Anyone remember the days prior to Lent when there was family discussion about what everyone would give up for the six weeks prior to Easter? In my family it went something like this, at the evening meal Dad would announce that beginning on Ash Wednesday all the children would give up candy for Lent AND the whole family will pray the rosary every day on our knees in the living room after the supper dishes were completed. There were rules about the rosary too, like no one could be in touching distance to another, and kneeling meant kneeling up, not leaning back on your legs. We took turns leading the rosary, with Mom or Dad reciting the mysteries. At the time I cannot say I really enjoy it, except when I was able to lead, but today it is a memory that warms my heart, and I am forever grateful for my parent’s commitment to honoring Lent. For a little girl, it literally made Easter all the sweeter, for the candy we had collected and placed in our dresser drawer could now be consumed!

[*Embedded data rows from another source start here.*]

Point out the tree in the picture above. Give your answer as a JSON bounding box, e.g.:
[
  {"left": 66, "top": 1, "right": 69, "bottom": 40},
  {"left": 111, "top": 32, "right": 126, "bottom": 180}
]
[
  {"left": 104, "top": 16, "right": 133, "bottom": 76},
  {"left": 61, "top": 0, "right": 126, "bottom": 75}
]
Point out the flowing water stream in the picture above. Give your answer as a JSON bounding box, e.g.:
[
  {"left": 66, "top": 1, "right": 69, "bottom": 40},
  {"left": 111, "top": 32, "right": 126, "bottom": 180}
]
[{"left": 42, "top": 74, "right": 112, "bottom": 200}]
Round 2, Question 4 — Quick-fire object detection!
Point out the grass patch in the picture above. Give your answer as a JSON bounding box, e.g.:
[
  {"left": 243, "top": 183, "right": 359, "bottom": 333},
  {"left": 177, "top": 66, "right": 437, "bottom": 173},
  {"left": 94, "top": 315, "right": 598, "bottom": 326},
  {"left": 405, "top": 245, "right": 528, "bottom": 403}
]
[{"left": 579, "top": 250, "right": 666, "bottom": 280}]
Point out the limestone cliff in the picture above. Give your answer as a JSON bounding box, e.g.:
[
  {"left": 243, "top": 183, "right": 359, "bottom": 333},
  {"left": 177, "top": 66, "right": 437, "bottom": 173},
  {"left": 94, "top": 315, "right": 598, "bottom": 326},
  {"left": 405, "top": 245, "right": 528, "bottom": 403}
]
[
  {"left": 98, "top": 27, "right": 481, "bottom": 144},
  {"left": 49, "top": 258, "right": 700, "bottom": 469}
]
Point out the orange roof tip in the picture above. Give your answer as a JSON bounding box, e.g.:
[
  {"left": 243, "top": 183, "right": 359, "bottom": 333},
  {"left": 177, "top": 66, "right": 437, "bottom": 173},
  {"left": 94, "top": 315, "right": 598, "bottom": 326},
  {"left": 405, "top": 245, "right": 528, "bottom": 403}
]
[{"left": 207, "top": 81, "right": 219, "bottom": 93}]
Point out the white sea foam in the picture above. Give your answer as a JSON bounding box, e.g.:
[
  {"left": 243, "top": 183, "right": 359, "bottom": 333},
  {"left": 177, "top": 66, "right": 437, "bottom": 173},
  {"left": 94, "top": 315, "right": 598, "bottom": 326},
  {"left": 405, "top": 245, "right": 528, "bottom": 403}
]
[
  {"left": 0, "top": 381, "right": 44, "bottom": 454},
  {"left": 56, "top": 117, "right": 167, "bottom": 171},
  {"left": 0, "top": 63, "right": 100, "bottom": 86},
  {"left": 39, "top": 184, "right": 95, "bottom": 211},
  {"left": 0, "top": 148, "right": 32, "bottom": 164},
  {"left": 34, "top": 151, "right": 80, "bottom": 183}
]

I came to know Lent in a deeper and more profound way as I grew in faith and understanding of Jesus and his Church. Today I understand that Lent beckons all those who are baptized in Christ to draw closer to him by deliberately taking time to examine how we are or are not living as Jesus taught. How wise of the Church to include this six-week preparation before we once again rejoice in the Resurrection of Jesus and the gift of eternal life.
Lent offers a time to grow in faith, to focus on how we live and love as Christians. Giving up something during Lent (fasting) was intended as a penitential act that would remind us to remove the things in our lives that may keep us from growing in faith. We sacrificed in some small way in comparison to our Lord’s sacrifice, that we might be reminded of our need to live authentically as Christians.
Further, the Church calls us to prayer that we spend more time with Jesus and to almsgiving in order that we might give careful thought to how we help care for the poor among us.
Prayer – Fasting – Almsgiving - all of these are activities, not just static ideals. We are called to action and we grow in faith while at the same time “preaching” the Good News of Jesus Christ to others through those actions.
How will you spend the next six weeks? How might focusing on living as Jesus taught bring you closer to him?
What acts of kindness might you engage in as you prepare to celebrate Easter? And how will you help your children and grandchildren to engage in Lenten practices? Gift us Lord with the courage to be honest with ourselves, the wisdom to understand your call to action, and the grace necessary for an enriching and meaningful Lent. In Jesus’ name we pray. Amen.